Поэтому, хотя мне было немного не по себе, всё-таки пришлось ехать в дежурную аптеку (дело происходило в праздники). В качестве «группы поддержки» я захватил с собой своего друга Валеру Берёзкина. Едва мы переступили порог аптеки, мне показалось, что все посетители смотрят на меня. По дороге в аптеку Валера уверял меня, что предстоящая мне покупка — сущий пустяк. Но по тому, как он вежливо пропустил меня вперёд и сразу поторопился отойти в сторонку, я понял: лучшее для меня — немедленно отсюда катапультироваться.
Но было уже поздно. Посетителей в этот день было мало, поэтому мы сразу привлекли внимание девицы в белом халате, которая своим кратким и конкретным вопросом: «Чего надо?» — отрезала мне путь к отступлению.
— Да вот, горло застудил… — жалобно пролепетал я.
— Иди сюда, — скомандовала она.
— Спасибо, я пока пройдусь, посмотрю по прилавкам, — робко ответил я.
Надо заметить, что это сейчас и по радио, и по телевидению, в газетах и журналах беззастенчиво рекламируют предметы интимного туалета — и прокладки, и противозачаточные средства, причём вперемешку с рекламой стирального порошка, детского питания и зубной пасты. И воспринимается это всё легко не только взрослыми. Даже дети теперь знают, что такое не только кариес, но и «критические дни», и безопасный секс. А в те годы, о которых я рассказываю, эти темы были запретными, а значит — аморальными. Так что можете себе представить моё состояние.
Потихоньку вместе со своим тёзкой я обошёл все прилавки и наконец-то увидел нужный нам заветный товар. И пошёл прямёхонько к кассе. Протягиваю деньги кассирше, а она меня спрашивает:
— Что покупаете?
— А какая вам разница?
— За такие деньги в том отделе такого товара нет… — не отступает она.
— Четыреста штук резиновых индивидуальных изделий, — еле слышно шепчу я.
— Ха-ха, Маша, слушай, сколько у нас в отделе… хи-хи… этих самых изделий? — бесцеремонно вопрошает кассирша через весь зал.
— А? Чего? 56 штук.
— Вот, а ему нужно четыреста.
Я покраснел как рак и бросился к продавщице отдела:
— Тише, что вы орёте?
Тем временем одинокие покупатели, привлечённые нашим диалогом, стали подтягиваться к прилавку, задавая привычный для времён дефицита вопрос: «Чего дают?»
Продавщица же показала мне коробку, в которой лежали заветные изделия, и сказала:
— Вот всё, что есть. 56 штук.
— Но мне надо четыреста.
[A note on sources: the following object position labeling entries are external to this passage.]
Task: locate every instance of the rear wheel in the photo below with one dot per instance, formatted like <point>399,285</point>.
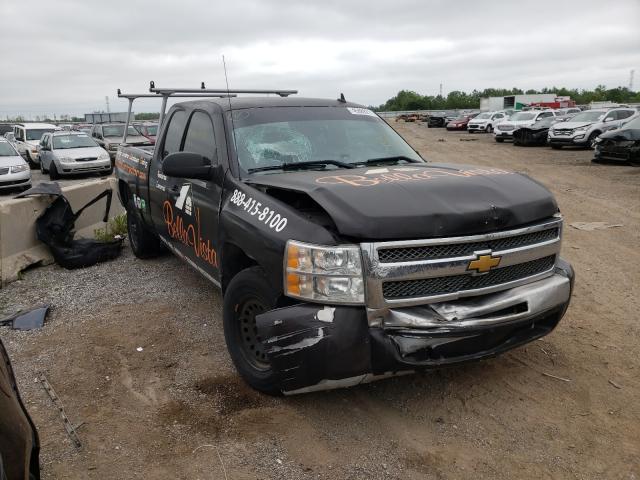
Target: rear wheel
<point>249,294</point>
<point>143,243</point>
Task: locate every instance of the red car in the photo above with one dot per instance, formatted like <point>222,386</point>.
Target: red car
<point>461,122</point>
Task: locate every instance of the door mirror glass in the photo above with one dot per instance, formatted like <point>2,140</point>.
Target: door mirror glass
<point>187,165</point>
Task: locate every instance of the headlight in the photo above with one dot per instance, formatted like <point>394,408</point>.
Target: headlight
<point>324,274</point>
<point>19,168</point>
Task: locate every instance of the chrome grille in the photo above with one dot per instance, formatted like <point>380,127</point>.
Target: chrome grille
<point>417,272</point>
<point>410,254</point>
<point>458,283</point>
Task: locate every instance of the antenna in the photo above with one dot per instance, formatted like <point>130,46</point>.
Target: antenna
<point>233,127</point>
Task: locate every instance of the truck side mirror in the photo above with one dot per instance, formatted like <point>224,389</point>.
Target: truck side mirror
<point>187,165</point>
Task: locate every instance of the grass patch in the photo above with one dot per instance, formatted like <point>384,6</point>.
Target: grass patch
<point>116,226</point>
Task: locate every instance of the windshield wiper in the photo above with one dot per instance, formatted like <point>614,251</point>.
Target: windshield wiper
<point>302,165</point>
<point>393,159</point>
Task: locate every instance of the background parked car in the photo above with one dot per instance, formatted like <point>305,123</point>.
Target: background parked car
<point>14,170</point>
<point>28,137</point>
<point>533,135</point>
<point>440,119</point>
<point>485,122</point>
<point>148,129</point>
<point>66,153</point>
<point>109,136</point>
<point>504,130</point>
<point>461,122</point>
<point>622,144</point>
<point>583,129</point>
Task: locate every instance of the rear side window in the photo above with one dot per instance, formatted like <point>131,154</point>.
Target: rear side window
<point>175,130</point>
<point>200,137</point>
<point>622,114</point>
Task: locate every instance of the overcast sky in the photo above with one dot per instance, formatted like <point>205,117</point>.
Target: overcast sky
<point>63,56</point>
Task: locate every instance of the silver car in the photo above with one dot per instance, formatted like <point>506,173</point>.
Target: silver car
<point>109,136</point>
<point>66,153</point>
<point>583,129</point>
<point>14,170</point>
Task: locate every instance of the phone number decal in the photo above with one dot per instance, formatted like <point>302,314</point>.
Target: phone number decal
<point>267,216</point>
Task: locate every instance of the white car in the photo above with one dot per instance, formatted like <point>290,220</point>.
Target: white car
<point>485,121</point>
<point>583,129</point>
<point>504,130</point>
<point>14,171</point>
<point>27,138</point>
<point>66,153</point>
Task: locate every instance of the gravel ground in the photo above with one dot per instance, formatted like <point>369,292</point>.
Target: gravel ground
<point>177,409</point>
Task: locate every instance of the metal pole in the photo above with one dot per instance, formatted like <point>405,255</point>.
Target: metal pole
<point>163,108</point>
<point>126,127</point>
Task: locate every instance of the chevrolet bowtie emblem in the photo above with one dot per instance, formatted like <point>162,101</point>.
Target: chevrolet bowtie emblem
<point>484,263</point>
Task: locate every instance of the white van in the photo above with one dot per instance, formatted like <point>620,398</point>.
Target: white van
<point>27,138</point>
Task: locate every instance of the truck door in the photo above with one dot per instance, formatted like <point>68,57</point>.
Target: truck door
<point>190,212</point>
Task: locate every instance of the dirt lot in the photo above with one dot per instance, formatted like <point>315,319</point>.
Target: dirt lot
<point>177,409</point>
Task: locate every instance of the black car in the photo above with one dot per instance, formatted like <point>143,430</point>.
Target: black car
<point>622,144</point>
<point>19,444</point>
<point>533,135</point>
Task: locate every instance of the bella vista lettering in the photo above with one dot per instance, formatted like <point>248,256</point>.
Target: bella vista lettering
<point>189,235</point>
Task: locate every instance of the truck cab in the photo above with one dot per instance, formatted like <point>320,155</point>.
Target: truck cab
<point>342,255</point>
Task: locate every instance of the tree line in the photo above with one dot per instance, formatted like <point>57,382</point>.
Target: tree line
<point>410,100</point>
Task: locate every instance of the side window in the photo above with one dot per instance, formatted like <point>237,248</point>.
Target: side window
<point>200,137</point>
<point>175,130</point>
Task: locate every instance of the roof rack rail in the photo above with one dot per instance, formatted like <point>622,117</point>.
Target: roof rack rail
<point>203,89</point>
<point>165,96</point>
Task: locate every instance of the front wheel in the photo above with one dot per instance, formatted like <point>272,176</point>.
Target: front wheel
<point>249,294</point>
<point>143,243</point>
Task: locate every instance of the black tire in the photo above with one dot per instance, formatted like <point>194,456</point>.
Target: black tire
<point>248,294</point>
<point>53,171</point>
<point>144,244</point>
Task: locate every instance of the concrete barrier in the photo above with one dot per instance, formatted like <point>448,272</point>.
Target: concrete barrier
<point>19,247</point>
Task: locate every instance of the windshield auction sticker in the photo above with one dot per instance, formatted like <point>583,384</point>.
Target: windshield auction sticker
<point>403,174</point>
<point>361,111</point>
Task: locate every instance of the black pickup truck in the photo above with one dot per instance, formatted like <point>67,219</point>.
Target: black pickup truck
<point>342,255</point>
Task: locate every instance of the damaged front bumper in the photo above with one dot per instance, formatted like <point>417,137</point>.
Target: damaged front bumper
<point>315,347</point>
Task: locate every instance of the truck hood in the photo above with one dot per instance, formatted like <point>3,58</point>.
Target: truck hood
<point>418,200</point>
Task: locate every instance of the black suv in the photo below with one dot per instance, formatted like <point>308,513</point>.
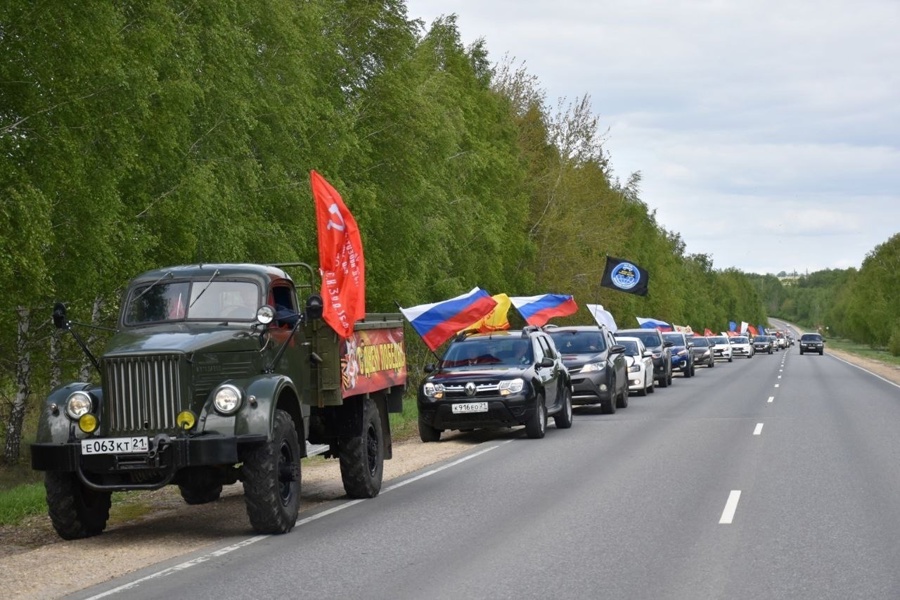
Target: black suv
<point>596,363</point>
<point>500,379</point>
<point>812,342</point>
<point>661,349</point>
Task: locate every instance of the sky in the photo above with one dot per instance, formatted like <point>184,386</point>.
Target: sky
<point>766,132</point>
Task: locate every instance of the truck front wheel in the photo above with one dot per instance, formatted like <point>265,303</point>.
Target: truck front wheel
<point>362,455</point>
<point>271,478</point>
<point>76,511</point>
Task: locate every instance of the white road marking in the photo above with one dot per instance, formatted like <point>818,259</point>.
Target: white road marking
<point>228,549</point>
<point>730,507</point>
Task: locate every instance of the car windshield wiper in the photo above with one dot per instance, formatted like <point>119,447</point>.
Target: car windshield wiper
<point>150,287</point>
<point>208,283</point>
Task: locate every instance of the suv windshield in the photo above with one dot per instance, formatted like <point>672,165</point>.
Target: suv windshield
<point>481,352</point>
<point>203,300</point>
<point>578,342</point>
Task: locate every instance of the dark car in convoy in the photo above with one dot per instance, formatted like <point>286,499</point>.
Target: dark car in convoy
<point>499,379</point>
<point>682,357</point>
<point>762,343</point>
<point>812,342</point>
<point>596,364</point>
<point>661,349</point>
<point>702,351</point>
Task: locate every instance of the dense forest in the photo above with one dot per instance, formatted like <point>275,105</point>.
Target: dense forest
<point>135,135</point>
<point>861,305</point>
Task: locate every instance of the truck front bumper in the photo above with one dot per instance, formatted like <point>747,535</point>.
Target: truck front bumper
<point>150,470</point>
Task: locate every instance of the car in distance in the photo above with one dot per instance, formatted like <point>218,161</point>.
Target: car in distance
<point>639,361</point>
<point>702,350</point>
<point>762,343</point>
<point>596,364</point>
<point>682,357</point>
<point>721,347</point>
<point>741,346</point>
<point>812,342</point>
<point>661,349</point>
<point>500,379</point>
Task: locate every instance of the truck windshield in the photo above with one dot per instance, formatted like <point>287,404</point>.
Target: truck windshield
<point>197,300</point>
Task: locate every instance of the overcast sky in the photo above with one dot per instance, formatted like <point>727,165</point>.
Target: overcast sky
<point>767,132</point>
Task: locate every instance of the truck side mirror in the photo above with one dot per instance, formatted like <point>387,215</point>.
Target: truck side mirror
<point>314,307</point>
<point>59,316</point>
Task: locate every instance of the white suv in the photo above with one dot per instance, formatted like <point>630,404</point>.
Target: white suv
<point>721,347</point>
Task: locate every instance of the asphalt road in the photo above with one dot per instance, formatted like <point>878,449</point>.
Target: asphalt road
<point>771,477</point>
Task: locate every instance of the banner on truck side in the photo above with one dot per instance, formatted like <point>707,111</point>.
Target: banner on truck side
<point>372,360</point>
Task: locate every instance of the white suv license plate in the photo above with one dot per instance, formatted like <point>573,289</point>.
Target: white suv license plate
<point>133,445</point>
<point>469,407</point>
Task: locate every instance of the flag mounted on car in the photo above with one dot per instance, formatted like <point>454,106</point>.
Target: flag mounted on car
<point>537,310</point>
<point>648,323</point>
<point>341,263</point>
<point>625,276</point>
<point>438,322</point>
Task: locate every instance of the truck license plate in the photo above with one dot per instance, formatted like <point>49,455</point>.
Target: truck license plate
<point>469,407</point>
<point>115,445</point>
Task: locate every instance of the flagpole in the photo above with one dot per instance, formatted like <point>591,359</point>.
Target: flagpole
<point>433,353</point>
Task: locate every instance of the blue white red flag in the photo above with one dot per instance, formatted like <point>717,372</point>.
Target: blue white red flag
<point>647,323</point>
<point>537,310</point>
<point>440,321</point>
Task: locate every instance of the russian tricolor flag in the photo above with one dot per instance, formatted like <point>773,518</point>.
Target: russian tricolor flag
<point>537,310</point>
<point>440,321</point>
<point>647,323</point>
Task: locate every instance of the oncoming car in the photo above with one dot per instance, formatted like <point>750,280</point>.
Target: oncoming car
<point>501,379</point>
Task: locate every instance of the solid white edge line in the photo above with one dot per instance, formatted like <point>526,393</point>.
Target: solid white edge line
<point>228,549</point>
<point>846,362</point>
<point>730,507</point>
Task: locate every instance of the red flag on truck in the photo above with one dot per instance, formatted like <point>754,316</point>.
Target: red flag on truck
<point>341,262</point>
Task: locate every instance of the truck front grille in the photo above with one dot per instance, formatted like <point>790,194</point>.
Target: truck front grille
<point>142,393</point>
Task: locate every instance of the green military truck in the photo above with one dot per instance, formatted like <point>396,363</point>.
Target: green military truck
<point>217,373</point>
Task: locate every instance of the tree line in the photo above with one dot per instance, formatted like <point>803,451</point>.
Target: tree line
<point>138,135</point>
<point>862,304</point>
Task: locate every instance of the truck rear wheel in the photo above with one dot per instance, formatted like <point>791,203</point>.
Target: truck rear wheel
<point>76,511</point>
<point>271,479</point>
<point>362,455</point>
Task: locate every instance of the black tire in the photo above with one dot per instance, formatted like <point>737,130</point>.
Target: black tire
<point>536,426</point>
<point>563,418</point>
<point>622,402</point>
<point>427,433</point>
<point>76,511</point>
<point>194,495</point>
<point>362,456</point>
<point>271,478</point>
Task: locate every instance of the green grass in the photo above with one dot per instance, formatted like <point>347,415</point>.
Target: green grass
<point>880,354</point>
<point>22,501</point>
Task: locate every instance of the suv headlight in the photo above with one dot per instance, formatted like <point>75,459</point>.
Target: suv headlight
<point>78,404</point>
<point>433,390</point>
<point>511,386</point>
<point>227,399</point>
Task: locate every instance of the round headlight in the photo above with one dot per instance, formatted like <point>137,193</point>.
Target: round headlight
<point>227,399</point>
<point>79,403</point>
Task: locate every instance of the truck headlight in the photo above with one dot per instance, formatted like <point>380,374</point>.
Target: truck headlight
<point>227,399</point>
<point>77,404</point>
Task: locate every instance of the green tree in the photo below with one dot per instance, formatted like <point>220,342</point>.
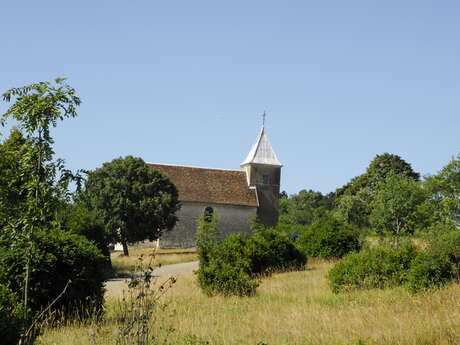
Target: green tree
<point>37,108</point>
<point>444,189</point>
<point>395,208</point>
<point>135,201</point>
<point>13,196</point>
<point>379,168</point>
<point>355,209</point>
<point>302,208</point>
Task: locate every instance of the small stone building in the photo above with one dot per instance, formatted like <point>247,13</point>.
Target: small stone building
<point>235,196</point>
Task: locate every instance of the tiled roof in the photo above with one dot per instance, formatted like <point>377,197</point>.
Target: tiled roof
<point>210,185</point>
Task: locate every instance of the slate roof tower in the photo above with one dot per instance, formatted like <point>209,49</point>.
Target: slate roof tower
<point>263,171</point>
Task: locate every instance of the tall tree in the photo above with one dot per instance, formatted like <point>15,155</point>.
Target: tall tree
<point>395,207</point>
<point>303,207</point>
<point>444,188</point>
<point>135,201</point>
<point>379,168</point>
<point>37,108</point>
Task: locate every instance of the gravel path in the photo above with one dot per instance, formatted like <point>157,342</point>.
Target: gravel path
<point>114,287</point>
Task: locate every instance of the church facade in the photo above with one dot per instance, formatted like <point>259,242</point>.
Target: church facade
<point>235,196</point>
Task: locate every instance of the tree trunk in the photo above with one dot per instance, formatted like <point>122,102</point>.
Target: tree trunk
<point>125,248</point>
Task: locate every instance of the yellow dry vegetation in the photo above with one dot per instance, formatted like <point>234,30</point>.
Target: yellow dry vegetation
<point>292,308</point>
<point>126,265</point>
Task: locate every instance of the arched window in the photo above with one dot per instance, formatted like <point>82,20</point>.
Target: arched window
<point>265,179</point>
<point>208,213</point>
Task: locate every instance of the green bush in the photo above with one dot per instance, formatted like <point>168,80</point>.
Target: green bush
<point>428,271</point>
<point>438,265</point>
<point>10,316</point>
<point>79,220</point>
<point>448,244</point>
<point>227,269</point>
<point>231,266</point>
<point>372,268</point>
<point>58,257</point>
<point>271,250</point>
<point>328,237</point>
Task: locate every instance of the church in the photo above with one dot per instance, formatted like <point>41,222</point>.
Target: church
<point>235,196</point>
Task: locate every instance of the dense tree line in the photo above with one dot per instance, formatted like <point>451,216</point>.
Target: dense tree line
<point>54,241</point>
<point>389,198</point>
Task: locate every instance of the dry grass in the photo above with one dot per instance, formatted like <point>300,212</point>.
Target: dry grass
<point>126,265</point>
<point>296,308</point>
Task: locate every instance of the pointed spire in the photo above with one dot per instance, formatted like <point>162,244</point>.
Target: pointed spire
<point>262,152</point>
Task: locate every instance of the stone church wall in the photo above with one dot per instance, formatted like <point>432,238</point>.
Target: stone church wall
<point>232,219</point>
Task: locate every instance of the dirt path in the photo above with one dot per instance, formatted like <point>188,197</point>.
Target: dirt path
<point>114,287</point>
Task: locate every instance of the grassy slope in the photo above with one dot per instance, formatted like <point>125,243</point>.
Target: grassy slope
<point>125,265</point>
<point>296,308</point>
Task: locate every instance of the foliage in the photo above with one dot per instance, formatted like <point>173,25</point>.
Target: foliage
<point>329,237</point>
<point>302,208</point>
<point>135,201</point>
<point>271,250</point>
<point>448,245</point>
<point>206,236</point>
<point>230,266</point>
<point>444,189</point>
<point>77,219</point>
<point>372,268</point>
<point>58,258</point>
<point>13,197</point>
<point>226,269</point>
<point>396,206</point>
<point>355,208</point>
<point>378,170</point>
<point>429,270</point>
<point>10,316</point>
<point>388,164</point>
<point>439,265</point>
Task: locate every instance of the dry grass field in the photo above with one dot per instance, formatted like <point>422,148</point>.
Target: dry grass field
<point>290,308</point>
<point>125,265</point>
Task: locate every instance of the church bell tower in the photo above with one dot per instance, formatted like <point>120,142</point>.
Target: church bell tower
<point>263,171</point>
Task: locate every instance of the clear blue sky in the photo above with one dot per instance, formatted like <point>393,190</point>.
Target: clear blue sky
<point>185,82</point>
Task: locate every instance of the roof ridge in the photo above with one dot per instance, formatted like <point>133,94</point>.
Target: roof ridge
<point>194,167</point>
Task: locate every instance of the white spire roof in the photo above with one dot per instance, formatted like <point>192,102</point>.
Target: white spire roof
<point>262,152</point>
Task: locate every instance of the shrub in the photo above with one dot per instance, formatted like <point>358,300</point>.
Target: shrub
<point>372,268</point>
<point>428,271</point>
<point>438,265</point>
<point>328,237</point>
<point>230,267</point>
<point>448,244</point>
<point>271,250</point>
<point>10,316</point>
<point>58,257</point>
<point>227,269</point>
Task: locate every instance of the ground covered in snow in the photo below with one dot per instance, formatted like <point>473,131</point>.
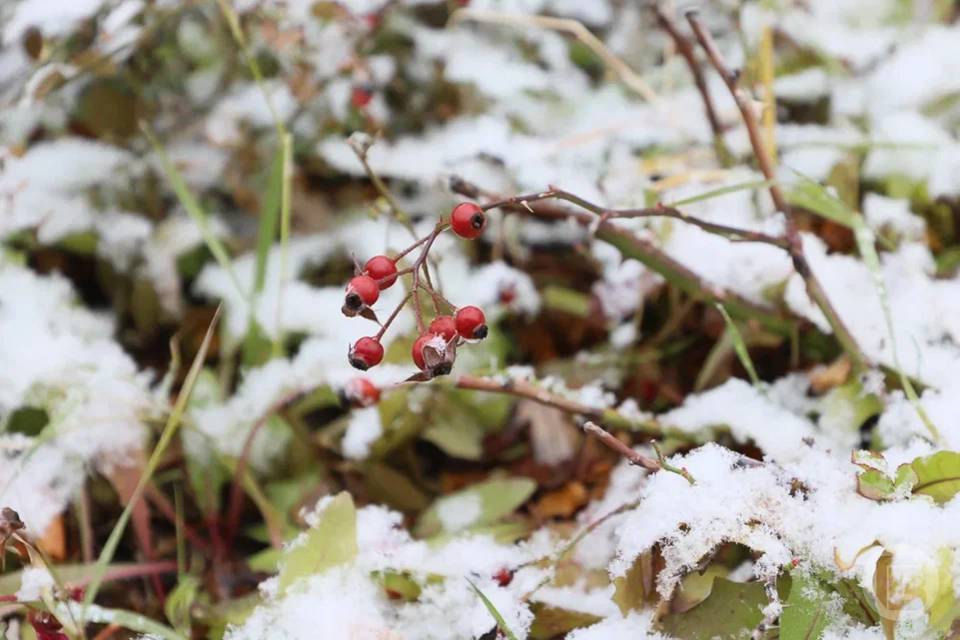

Я издалека, — торопливо стал объяснять я.
— Мы из Сибири, завтра утром уезжаем, — наконец пришёл мне на помощь мой друг.
— Ладно, пойду посмотрю на складе, — смилостивилась продавщица.
Минут через десять она вернулась и сказала:
— Доплатите и берите большой короб, там пятьсот штук.
Делать нечего. Я выгреб из кармана последние деньги и заплатил. Мало того, что у меня не осталось ни копейки, мне ещё предстояло идти по улицам города с этим коробом, на котором по диагонали было крупно написано: «Презервативы — 500 штук». Но деваться было некуда, ещё один раз такой «подвиг» я совершить бы не смог. Хорошо хоть в аптеке нам этот короб завернули в бумагу. Кассирша на прощание воскликнула:
— Пока, сибирячки, заезжайте в любое время, отоварим в лучшем виде.
И добавила восхищённо:
— Вот это молодцы!
По тому, какими восторженными взглядами провожали нас редкие в тот час покупатели, мы поняли, что наша «тайна» стала всеобщим достоянием, видимо, благодаря кассирше.
Но на этом мои мучения не кончились. Домой коробку я везти не мог, мама меня бы не поняла, поэтому пришлось ехать на вокзал и сдавать её в камеру хранения. Принимающий багаж мужик поинтересовался содержимым коробки — её размеры явно не соответствовали весу. Я промолчал, но когда утром забирал коробку, по его улыбке и восхищённому взгляду его напарника понял: и эти знают…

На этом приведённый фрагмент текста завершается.